Bertie skimmed through the article on wolves and reached the pages at the back where there were pictures of the latest parties and dances. This was the part of the magazine that he liked the most, as he now recognised some of the people in the pictures, and it made him feel part of everything to see them enjoying themselves.
He would go to these parties and dances himself when he was eighteen; he was sure of that; he would go without his mother. He looked at the pictures. There had been a dinner at Prestonfield House, he read, and there had been hundreds of people there. He scrutinised the pictures and saw some faces he knew: Mr. Charlie Maclean, in a kilt, talking to Mr. Humphrey Holmes; Mr. Roddy Martine talking to a lady in a white dress with a tartan shawl about her shoulders. Bertie’s eye moved over the captions. Annabel Goldie talking to Mr. Alex Salmond, and both smiling. He had read about them in the papers and he knew who they were. He was telling her a joke, Bertie thought, and it must have been very funny, because she was laughing a lot. And there were pictures of a band. Mr. David Todd playing the fiddle in his tartan trousers while a group of people danced. Bertie sighed; he had only ever been to one party, and that was Tofu’s, at the bowling alley in Fountainbridge. There were never any photographs of parties like that in Scottish Field.
Irene did not take forty-five minutes. Within ten minutes of going in, she came out again.
“You can go in to see Dr. Sinclair now, Bertie,” she said, rather tersely. “Mummy’s popping out to Valvona & Crolla, but will be back at the end of your session.”

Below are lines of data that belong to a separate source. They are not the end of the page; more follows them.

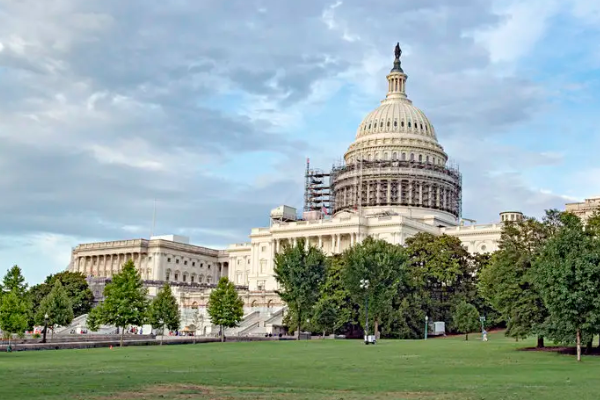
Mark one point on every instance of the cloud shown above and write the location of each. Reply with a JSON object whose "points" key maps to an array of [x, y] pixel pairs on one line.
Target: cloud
{"points": [[106, 106]]}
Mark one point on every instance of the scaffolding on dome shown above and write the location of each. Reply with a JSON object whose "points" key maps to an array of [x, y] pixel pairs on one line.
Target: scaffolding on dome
{"points": [[318, 195], [397, 183]]}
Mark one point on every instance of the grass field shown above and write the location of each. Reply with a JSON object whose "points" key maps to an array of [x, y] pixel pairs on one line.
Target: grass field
{"points": [[435, 369]]}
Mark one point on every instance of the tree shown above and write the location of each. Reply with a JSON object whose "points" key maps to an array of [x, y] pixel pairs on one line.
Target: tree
{"points": [[225, 306], [125, 300], [14, 281], [57, 306], [164, 311], [508, 281], [466, 318], [381, 264], [15, 307], [14, 313], [443, 271], [300, 273], [567, 275], [334, 293]]}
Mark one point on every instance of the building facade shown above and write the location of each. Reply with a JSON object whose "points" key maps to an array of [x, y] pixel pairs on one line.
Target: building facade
{"points": [[585, 209]]}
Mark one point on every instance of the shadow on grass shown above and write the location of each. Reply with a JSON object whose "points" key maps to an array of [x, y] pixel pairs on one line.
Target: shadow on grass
{"points": [[180, 392]]}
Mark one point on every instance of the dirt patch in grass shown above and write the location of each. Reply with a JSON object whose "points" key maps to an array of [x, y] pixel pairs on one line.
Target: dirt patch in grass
{"points": [[196, 392]]}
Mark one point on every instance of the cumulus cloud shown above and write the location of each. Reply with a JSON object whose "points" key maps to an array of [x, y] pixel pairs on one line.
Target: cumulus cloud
{"points": [[106, 106]]}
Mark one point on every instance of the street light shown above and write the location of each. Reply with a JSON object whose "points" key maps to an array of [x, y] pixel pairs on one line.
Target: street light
{"points": [[45, 327], [364, 284]]}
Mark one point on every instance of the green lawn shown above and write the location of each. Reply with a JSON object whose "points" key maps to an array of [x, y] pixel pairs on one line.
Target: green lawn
{"points": [[435, 369]]}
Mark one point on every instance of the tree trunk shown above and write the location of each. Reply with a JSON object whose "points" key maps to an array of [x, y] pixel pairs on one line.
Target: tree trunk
{"points": [[578, 345], [540, 342]]}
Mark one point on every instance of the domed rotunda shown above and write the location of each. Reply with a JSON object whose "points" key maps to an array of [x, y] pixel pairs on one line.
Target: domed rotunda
{"points": [[396, 164]]}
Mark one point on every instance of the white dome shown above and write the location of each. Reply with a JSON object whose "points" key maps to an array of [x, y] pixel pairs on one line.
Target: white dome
{"points": [[396, 116]]}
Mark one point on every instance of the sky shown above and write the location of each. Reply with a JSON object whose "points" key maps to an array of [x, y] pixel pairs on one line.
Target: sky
{"points": [[211, 107]]}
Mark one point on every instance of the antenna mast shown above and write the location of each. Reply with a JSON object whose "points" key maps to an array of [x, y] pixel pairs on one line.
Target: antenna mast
{"points": [[153, 219]]}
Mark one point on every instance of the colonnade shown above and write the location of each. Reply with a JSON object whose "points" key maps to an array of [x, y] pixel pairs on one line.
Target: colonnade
{"points": [[106, 265], [388, 192]]}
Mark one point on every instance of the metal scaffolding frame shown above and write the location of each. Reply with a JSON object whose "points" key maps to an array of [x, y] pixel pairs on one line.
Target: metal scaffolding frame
{"points": [[317, 190], [390, 183]]}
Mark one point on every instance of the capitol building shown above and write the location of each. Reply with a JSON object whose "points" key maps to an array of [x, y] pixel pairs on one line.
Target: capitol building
{"points": [[395, 181]]}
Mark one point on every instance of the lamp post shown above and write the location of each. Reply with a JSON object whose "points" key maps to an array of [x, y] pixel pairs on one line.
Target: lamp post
{"points": [[482, 320], [45, 327], [364, 284]]}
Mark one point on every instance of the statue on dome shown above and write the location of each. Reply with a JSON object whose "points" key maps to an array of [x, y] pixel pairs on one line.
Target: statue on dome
{"points": [[398, 51]]}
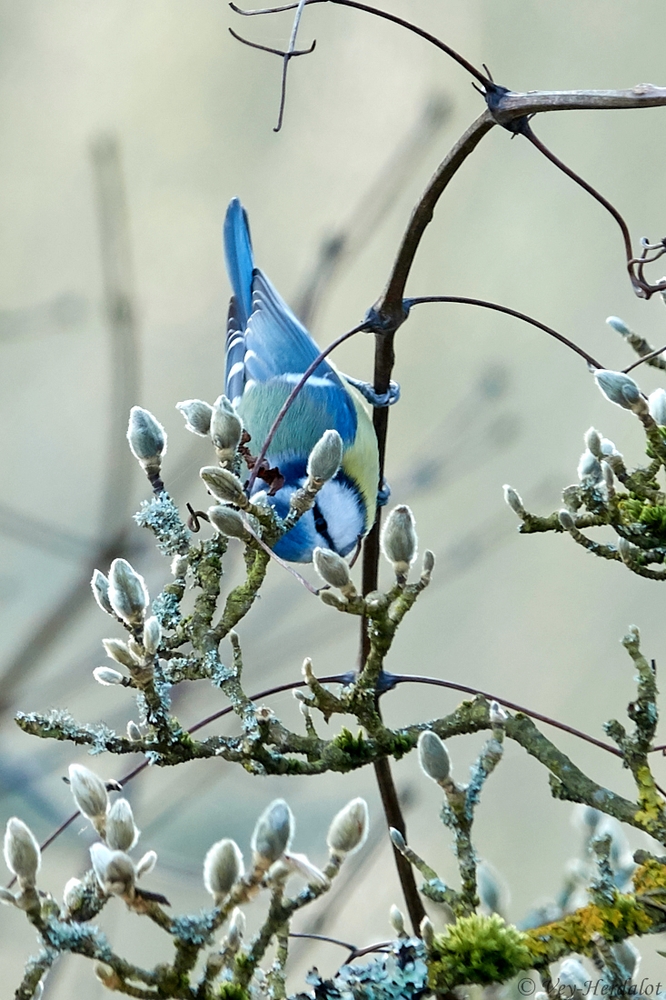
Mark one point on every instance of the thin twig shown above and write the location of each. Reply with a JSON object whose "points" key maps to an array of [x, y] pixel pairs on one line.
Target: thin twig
{"points": [[510, 312]]}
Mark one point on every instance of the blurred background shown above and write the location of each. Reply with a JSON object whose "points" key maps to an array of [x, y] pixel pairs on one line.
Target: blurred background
{"points": [[126, 128]]}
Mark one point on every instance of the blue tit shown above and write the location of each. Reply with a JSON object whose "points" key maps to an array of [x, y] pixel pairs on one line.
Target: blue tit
{"points": [[267, 352]]}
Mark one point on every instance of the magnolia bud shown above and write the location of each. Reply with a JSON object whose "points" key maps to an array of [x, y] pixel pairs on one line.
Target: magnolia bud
{"points": [[349, 828], [333, 569], [224, 486], [121, 831], [397, 920], [225, 429], [89, 791], [618, 388], [114, 870], [119, 651], [152, 634], [325, 457], [399, 541], [593, 442], [434, 757], [566, 519], [513, 499], [223, 866], [107, 676], [589, 468], [657, 406], [22, 854], [272, 833], [427, 932], [397, 839], [228, 521], [133, 731], [147, 439], [100, 589], [197, 416], [146, 863], [618, 324], [127, 592]]}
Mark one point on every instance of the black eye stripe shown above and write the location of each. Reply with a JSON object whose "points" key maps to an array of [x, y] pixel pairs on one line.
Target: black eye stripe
{"points": [[322, 526]]}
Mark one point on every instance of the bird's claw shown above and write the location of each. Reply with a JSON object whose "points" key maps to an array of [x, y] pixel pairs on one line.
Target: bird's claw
{"points": [[377, 399]]}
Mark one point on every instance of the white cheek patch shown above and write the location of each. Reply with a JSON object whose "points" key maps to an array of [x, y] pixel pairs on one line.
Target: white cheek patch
{"points": [[342, 509]]}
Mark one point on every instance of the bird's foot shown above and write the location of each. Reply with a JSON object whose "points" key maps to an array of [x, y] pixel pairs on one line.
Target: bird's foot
{"points": [[378, 399], [383, 494]]}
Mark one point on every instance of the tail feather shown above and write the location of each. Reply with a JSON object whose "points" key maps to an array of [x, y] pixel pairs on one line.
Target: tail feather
{"points": [[240, 260]]}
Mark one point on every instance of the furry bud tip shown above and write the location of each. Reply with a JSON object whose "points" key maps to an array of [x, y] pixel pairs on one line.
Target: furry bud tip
{"points": [[349, 828], [223, 866], [399, 541], [325, 457], [128, 593], [21, 850], [272, 833], [618, 388], [226, 429], [147, 439], [197, 416], [434, 757]]}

Bertie went in and sat in the chair in front of Dr. Sinclair’s desk.
There was a silence, and out of politeness Bertie thought he would make a remark. “Do you ever think about wolves, Dr. Sinclair?”
The psychotherapist, who had been scribbling a note on his pad of paper, looked up sharply.
“Wolves, Bertie? No, I can’t say I think about wolves very often.” He paused. “Do you?”
Bertie nodded. “I think that wolves are going to come back,” he said.
Dr. Sinclair stared at him. “That’s interesting, Bertie. Does that worry you?”
Bertie thought for a moment. “A little bit. I wouldn’t like to be bitten by one.”
Dr. Sinclair said nothing. Freud’s Little Hans, he thought; he had been worried about being bitten by the dray horses. And then there was Freud’s wolf man. How strange that young Bertie should…
Bertie interrupted this disturbing train of thought. “Of course, we could always get the Archers to deal with them if they became too much of a problem in Edinburgh.”
Dr. Sinclair looked puzzled. “‘The Archers,’ Bertie? Who are these archers?”
“They wear a green uniform,” explained Bertie. “And they have a hide-out on the edge of the Meadows. I’m not sure if they’d be able to hit the wolves, though…”
Dr. Sinclair made a note on his pad, but kept his gaze on Bertie. I have almost made a major mistake, he thought. I was on the point of discharging this poor little boy, on the grounds that he did not need therapy. And now this… a complicated neurotic structure, complete with wolf and archer fantasies, and I missed it entirely, until it revealed itself, unfolded before my eyes.
I owe his mother an apology, he thought. It just goes to show how professional arrogance and its attendant assumptions can lead one up entirely the wrong path.